Things like this drive me absolutely batty. Why do I need to fill out 3 (yes 3) different forms that list my emergency contact numbers? Can you please tell me? I understand the need to make sure about vaccinations and allergies, but what is the purpose for a dental form? When asked the school nurse said, "she can't go on any field trips without a dental form." Umm, okay, because you might stop for a couple of fillings and a good cleaning?

Now, let's talk HR. How often is an inquiry into why a form is needed is, "because it's policy"? Does everyone in HR even know why? Do we explain that HR needs to sign off on promotions, new hires, etc because we need to check that compensation guidelines aren't violated, as well as maintaining pay equity across the department? Or do we say, "Just fill out this form." Worse, are they filling out the form and you are just signing off on it without even reading it?

Do you ever have people fill out the same information more then once? (In case you are saying, "of course not," stop and think. Do new employees have to fill out an application and new hire paperwork that both ask for name, address, etc?) Are these things filled out on paper and then you pay someone to type it into your HRIS, or does the applicant type it into an online system? If so, does that system transfer the information to your HRIS and Payroll systems?

Here's another thing that bugged me about registering for school. We had to register no later than February 28. At that point we could request either morning or afternoon kindergarten, but they wouldn't guarantee either. When did they tell us what we were assigned to? August. Yes August. Why on earth did it take so long? I have no idea. And the explanation I was given was "we haven't decided how many classes to have." And when they did send out the assignments, the principal was on vacation, so there was no one to complain to if you got an assignment that you didn't agree with. The neighboring school principal did the same thing. Can we say hiding from responsibility?

Have you ever tried to get a hold of the actual PERSON who made a bad policy decision? Or does "run-around" come to your mind?
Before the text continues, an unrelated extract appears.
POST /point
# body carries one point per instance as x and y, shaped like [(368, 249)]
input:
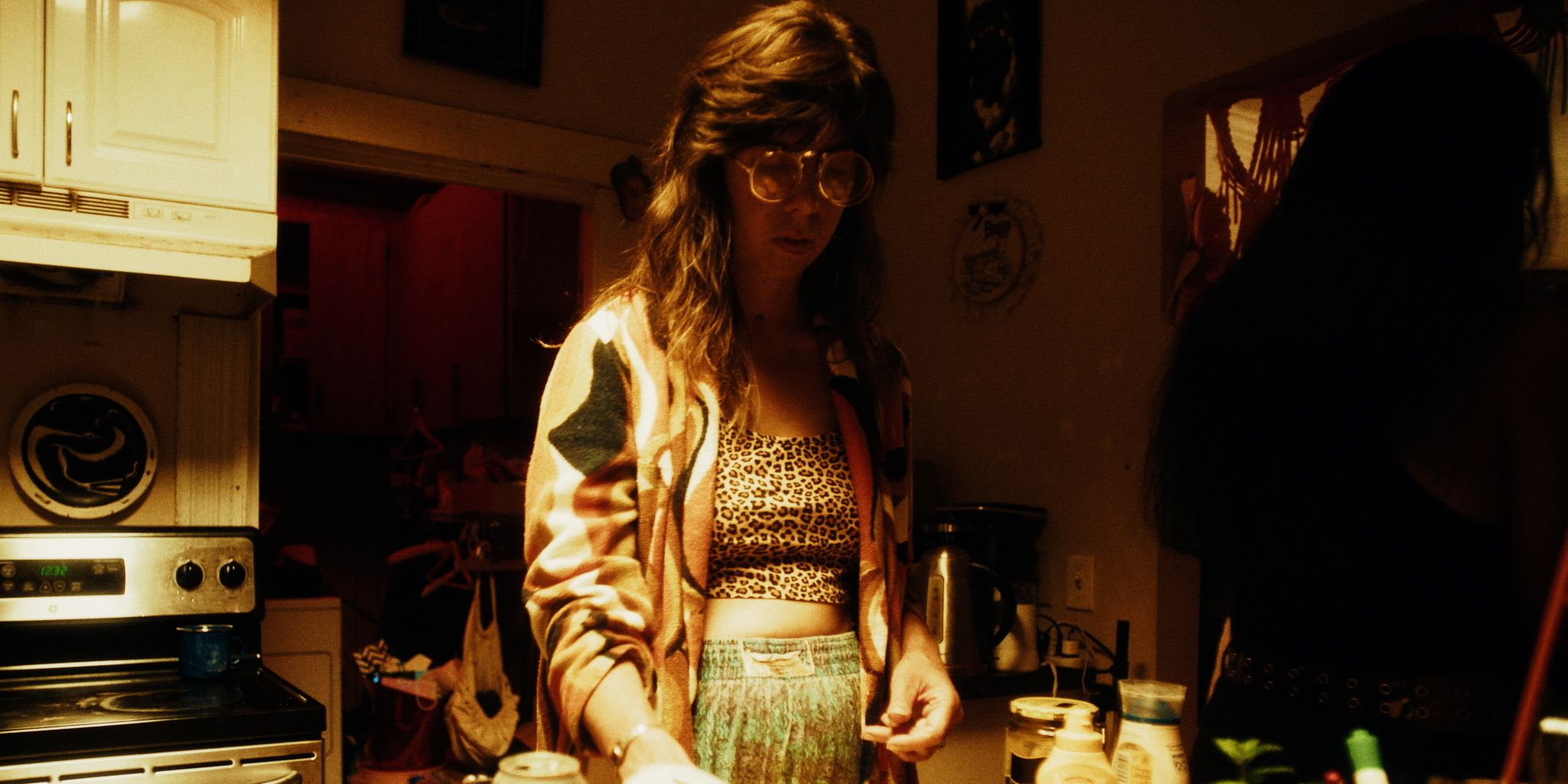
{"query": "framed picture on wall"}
[(987, 82), (496, 37)]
If HR wants to make a policy, fine, but we better be willing to stand behind it, answer questions and deal with the fall out.

Why does it take so long to get policies changed? Why does it take 3 weeks to get an exception granted? Why does it take an interminably long time to get a new hire on board? We may have darn good reasons for all of these things, but it's rarely transparent to the employee. What they see is delay and stalling and answers that are either lies or uninformed.

Note that none of this deals with the actual true responsibility of the schools (educating children) or HR (providing and developing and retaining the best people for the company). It's all the administrative stuff that must be dealt with. Screw this up and people begin to distrust you on the other things.